De Partij voor de Dieren biedt daarentegen van de partijen met een redelijk uitzicht op de Kamer het programma aan in de meeste talen: ‘gewone taal’ (wat bij andere partijen ‘eenvoudige taal’ heet), Engels, Fries en Gebarentaal. Migrantentalen zitten hier dus ook niet bij. De partij verzet zich, als enige, tegen taaldiscriminatie – iets waar in Nederland sowieso in vergelijking met bijvoorbeeld Frankrijk weinig over wordt gepraat:
Ongeacht onze etnische achter- grond, nationaliteit, sociale klasse, godsdienst, opvattingen, sekse, taal, seksuele oriëntatie, genderidentiteit, leeftijd, mentale en fysieke mogelijkheden en beperkingen en gezondheid zijn we gelijkwaardig.
PvdD
Ook kiest de partij, ook weer als enige, duidelijk inhoudelijk stelling in het debat over leesvaardigheid door te kiezen voor leesplezier als remedie:
Leesplezier wordt bevorderd door het lezen meer aan te laten sluiten bij de interesses van de leerling. Lezen wordt ook bevorderd door voldoende (buurt)bibliotheken. In plaats van het sluiten daarvan dient er in te worden geïn- vesteerd.
PvdD
Afgezien van deze passages is de Partij voor de Dieren even karig met taalvoornemens als de Socialistische Partij. Dat geldt niet voor DENK, die ook vier jaar geleden al vrij uitgebreide opvattingen had. De stijl van het verkiezingsprogramma is soms wel wat houterig. Tegelijkertijd wordt in het volgende citaat de wens om bepaalde woorden te mijden correct benoemd als een streven om deze niet meer te laten gebruiken door de overheid (en niet, zoals de PvdA wil, bepaalde woorden te schrappen uit de Nederlandse taal):
Naast een inclusief identiteitsconcept is het van belang om ons taalgebruik en onze conceptie van het verleden inclusief te maken. Taal bepaalt immers onze werkelijkheid en heeft invloed op hoe we als mensen tot elkaar staan. Woorden die functieloos zijn, stigmatiseren en uitsluiten, zoals ‘allochtoon’ of ‘integratie’, worden wat DENK betreft niet meer door de overheid en daaraan gelieerde instellingen gebruikt. Het is pervers en misdadig om groepen Nederlanders door middel van een woord beleidsmatig te problematiseren en buiten de samenleving te plaatsen.
Denk
Het interessantst is overigens dat DENK, net als vier jaar geleden, de enige partij is die pleit voor kennis van vreemde talen. De VVD vindt dat expats Nederlands gestimuleerd moeten worden om Nederlands te leren, zodat ze een economische brug kunnen vormen, maar behalve Denk is geen enkele partij gecommitteerd aan het idee dat Nederlanders zelf evenveel economische bruggen kunnen slaan als ze talen spreken,
Het aanbieden van taalonderwijs in de talen waar Nederland een belangrijke handelsrelatie mee heeft of (migratie-)geschiedenis mee deelt
Denk
Anders dan men misschien zou kunnen denken, biedt Denk overigens geen vertalingen aan van het programma in enige andere taal.

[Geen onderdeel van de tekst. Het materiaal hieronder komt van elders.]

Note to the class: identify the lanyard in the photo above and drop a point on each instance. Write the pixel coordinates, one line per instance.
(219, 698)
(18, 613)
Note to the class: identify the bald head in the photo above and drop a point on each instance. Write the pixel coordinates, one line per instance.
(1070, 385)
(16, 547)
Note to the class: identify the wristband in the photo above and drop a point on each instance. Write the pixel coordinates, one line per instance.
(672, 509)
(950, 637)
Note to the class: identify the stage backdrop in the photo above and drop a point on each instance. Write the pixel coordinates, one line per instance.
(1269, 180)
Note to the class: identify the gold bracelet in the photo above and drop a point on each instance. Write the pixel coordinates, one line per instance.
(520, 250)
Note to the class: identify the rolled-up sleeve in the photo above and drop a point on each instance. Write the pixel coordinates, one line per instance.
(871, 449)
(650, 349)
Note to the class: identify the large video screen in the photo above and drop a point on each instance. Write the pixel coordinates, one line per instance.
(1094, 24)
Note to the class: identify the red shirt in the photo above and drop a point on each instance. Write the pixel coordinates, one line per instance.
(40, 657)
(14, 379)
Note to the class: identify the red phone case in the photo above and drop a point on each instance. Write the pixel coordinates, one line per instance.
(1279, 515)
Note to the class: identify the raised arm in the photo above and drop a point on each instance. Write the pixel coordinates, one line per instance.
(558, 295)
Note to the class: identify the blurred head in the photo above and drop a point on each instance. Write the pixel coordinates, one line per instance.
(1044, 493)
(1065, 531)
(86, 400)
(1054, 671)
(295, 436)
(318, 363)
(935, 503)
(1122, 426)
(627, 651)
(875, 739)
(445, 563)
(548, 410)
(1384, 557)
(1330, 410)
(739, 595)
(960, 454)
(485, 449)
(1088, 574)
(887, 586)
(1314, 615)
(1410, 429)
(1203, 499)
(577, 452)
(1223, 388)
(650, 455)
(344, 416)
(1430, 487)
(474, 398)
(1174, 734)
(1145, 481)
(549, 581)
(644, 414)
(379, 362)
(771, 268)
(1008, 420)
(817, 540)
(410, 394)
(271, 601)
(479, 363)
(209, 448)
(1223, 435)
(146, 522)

Deze serie zal worden afgesloten met een handzaam overzicht van de belangrijkste kwesties en de standpunten van de partijen hierover.
Jona Lendering zegt
Het punt van de PvdD over leesplezier staat ook in het programma van Volt, dat het presenteert als remedie tegen laaggeletterdheid en koppelt aan stevige investeringen in openbare bibliotheken. Ik had gehoopt dat juist een Europese partij meer dingen over talenrijkdom zou zeggen maar het is niet veel. Ik noem wel dat asielzoekers taal-apps moeten krijgen om hun taalvaardigheid vanaf hun aankomst te vergroten.